Bill Gates a tenté de “l’arnaquer”




 L’américain Paul Allen était une des figures tutélaires de l’informatique pour avoir co-créé avec Bill Gates l’un de ses premiers géants, Microsoft. C’était aussi un philanthrope et milliardaire touche-à-tout, du basket à la conquête spatiale en passant par le rock.
“La vie de Paul était diverse et vécue avec enthousiasme. Cela se reflétait dans ses innombrables centres d’intérêt: la technologie, la musique, les arts, les bio-sciences ou l’intelligence artificielle”, entre autres, a résumé Bill Hilf, à la tête de Vulcan, l’entreprise fondée par le multimilliardaire, qui avait survécu à deux cancers avant de succomber à une récidive lundi, à 65 ans.
Pour Bill Gates, sans son ami d’enfance, connu sur les bancs de l’école, “l’informatique personnelle n’aurait jamais existé”.
Célèbre pour avoir co-fondé Microsoft en 1975, Paul Allen, dont la fortune dépassait les 20 milliards de dollars au moment de sa disparition, s’était pourtant fâché avec M. Gates et avait claqué la porte dès 1983.
Yeux clairs, lunettes et fins cheveux blonds, Paul Allen règlera ses comptes en 2011, dans son autobiographie “Idea Man” (“Homme d’idée”) en affirmant que Bill Gates avait tenté de “l’arnaquer” alors même qu’il était diminué par la maladie de Hodgkin, une forme de cancer du système lymphatique.
Les deux hommes avaient fondé “Micro-Soft” en 1975 après qu’un test a prouvé la valeur de leur programme BASIC, et Paul Allen affirme dans son livre qu’il avait toujours escompté qu’ils se partageraient la société à 50/50.
“Mais Bill avait une autre idée”, se réservant 60% parce qu’il aurait accompli une plus grande partie du travail de programmation, explique Paul Allen. En 1977, ils signent un accord: 64% du groupe pour Gates, 36% pour Allen.
Mais en 1982, il surprend une conversation entre Bill Gates et Steve Ballmer, un autre dirigeant du groupe, discutant “de la façon dont ils pourraient diluer mes parts dans Microsoft en s’accordant des options, à eux-mêmes et à d’autres actionnaires”, selon la version de Paul Allen.
En dépit d’une lettre d’excuses de six pages de Bill Gates, il décide de quitter Microsoft.
Problème: Gates veut lui racheter ses parts à 5 dollars l’action mais Allen en demande 10. Faute d’accord, Paul Allen quitte le groupe avec ses actions sous le bras. Bien lui en a pris : vers 2000, il a revendu ses actions et est devenu richissime.
Sur ses relations avec Bill Gates, il dira dans une interview qu’”Idea Man” n’est pas une “vengeance”... tout en admettant que s’ils en parlaient en tête à tête, “ce sera une discussion animée”.
Il évoque aussi néanmoins la sollicitude de M. Gates durant une autre bataille contre le cancer en 2009, un lymphome non-hodgkinien cette fois: “Il y a un lien entre nous qui est indéniable”. C’est ce cancer, qui a récidivé cette année.
Trois ans plus tard après avoir quitté Microsoft, il fonde Vulcan, qui gère ses diverses activités. Il est un ardent philanthrope et en 2010, il promet de léguer 50% de sa fortune aux oeuvres caritatives, dans le sillage d’un appel formé par un autre philanthrope célèbre, Bill Gates...

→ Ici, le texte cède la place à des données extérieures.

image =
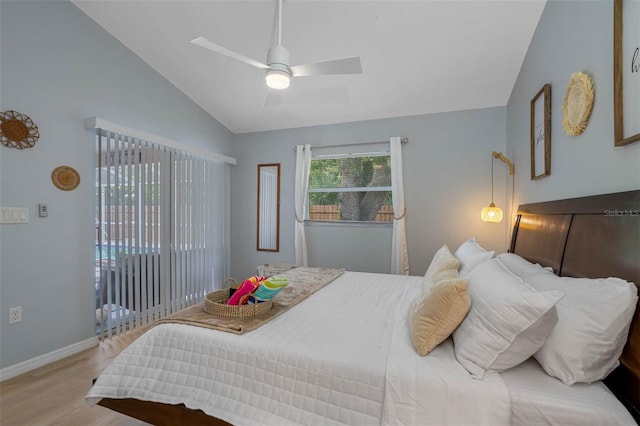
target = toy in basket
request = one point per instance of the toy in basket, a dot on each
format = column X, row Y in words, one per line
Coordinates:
column 251, row 298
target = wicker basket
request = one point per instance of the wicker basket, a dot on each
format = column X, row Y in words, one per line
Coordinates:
column 216, row 304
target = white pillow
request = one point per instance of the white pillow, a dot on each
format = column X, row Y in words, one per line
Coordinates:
column 519, row 265
column 443, row 260
column 593, row 324
column 471, row 254
column 507, row 323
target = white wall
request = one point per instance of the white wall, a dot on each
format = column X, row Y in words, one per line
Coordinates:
column 447, row 178
column 571, row 37
column 59, row 67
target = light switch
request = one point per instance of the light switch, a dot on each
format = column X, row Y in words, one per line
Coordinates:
column 14, row 215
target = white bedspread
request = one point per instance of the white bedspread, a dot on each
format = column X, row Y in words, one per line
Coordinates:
column 325, row 361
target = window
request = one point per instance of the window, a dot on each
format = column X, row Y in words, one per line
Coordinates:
column 352, row 187
column 160, row 230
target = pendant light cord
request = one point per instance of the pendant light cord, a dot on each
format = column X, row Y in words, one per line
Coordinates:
column 492, row 180
column 279, row 22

Investi dans sa ville natale Seattle, et sa région au nord-ouest des Etats-Unis, il y a fondé plusieurs musées.
Il était aussi passionné de sports et propriétaire de l’équipe de football américain des Seattle Seahawks et de l’équipe de basket des Trail Blazers de Portland (Oregon, nord-ouest).

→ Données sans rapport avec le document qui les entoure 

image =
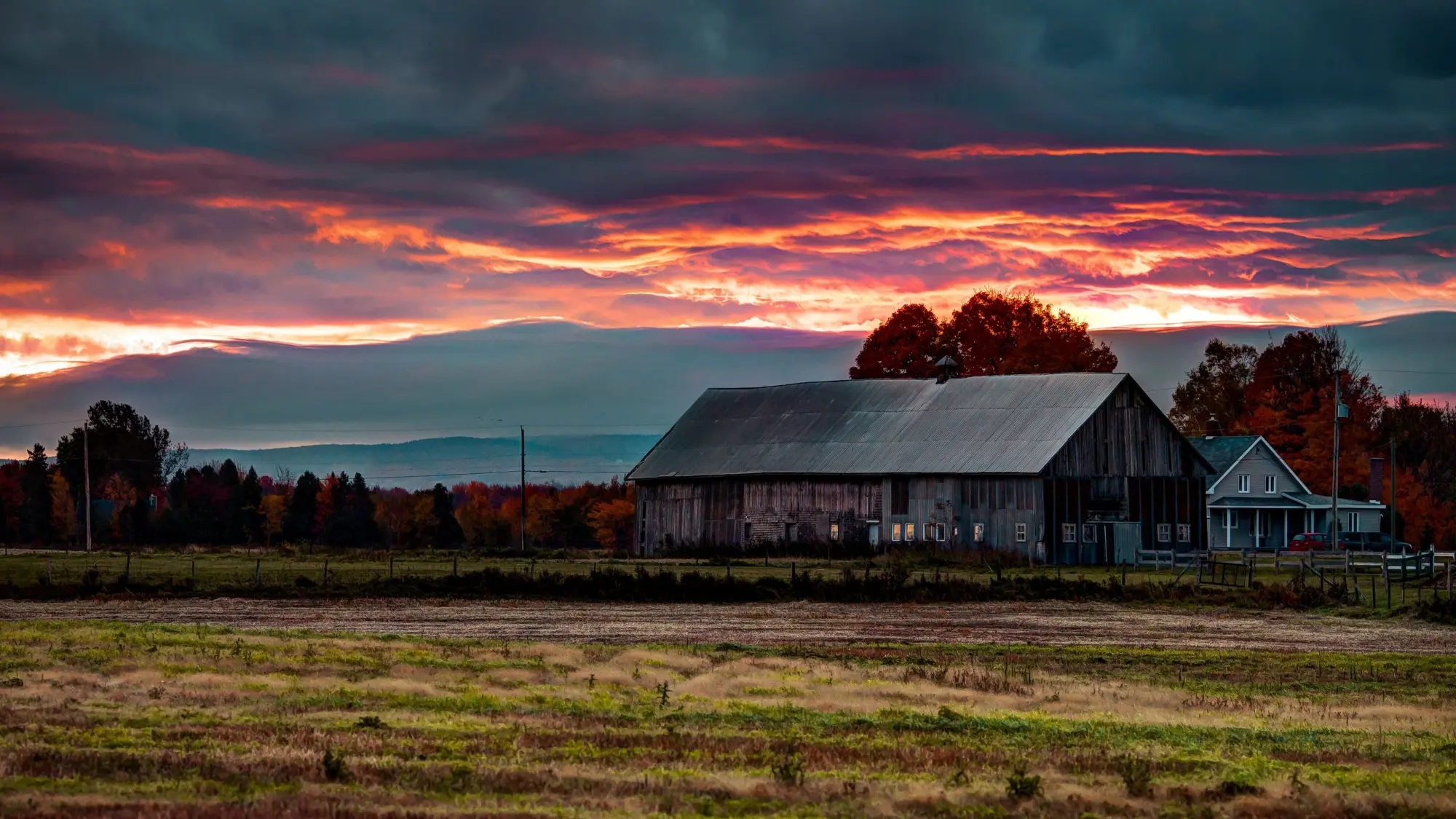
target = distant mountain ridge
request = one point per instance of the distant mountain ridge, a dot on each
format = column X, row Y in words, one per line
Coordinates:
column 422, row 464
column 566, row 378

Comme d’autres grands patrons milliardaires (Jeff Bezos, Elon Musk...), Paul Allen était également féru de conquête spatiale. Il a fondé Stratolaunch, qui a construit l’avion le plus grand du monde, actuellement en train d’être testé dans le désert californien (ouest) avant un premier vol d’essai prévu pour 2019.
Il possédait deux yachts géants consacrés à l’exploration et à la recherche scientifique.
Né le 21 janvier 1953, il était le fils d’un bibliothécaire et d’une enseignante. Il n’était pas marié et n’avait pas d’enfant.
Il avait fréquenté dans les années 1970 l’Université de l’Etat de Washington -où se trouve Seattle- et était un grand fan du guitariste Jimi Hendrix. Il jouait lui-même de la guitare avec son groupe The Underthinkers, qui a sorti un album en 2013.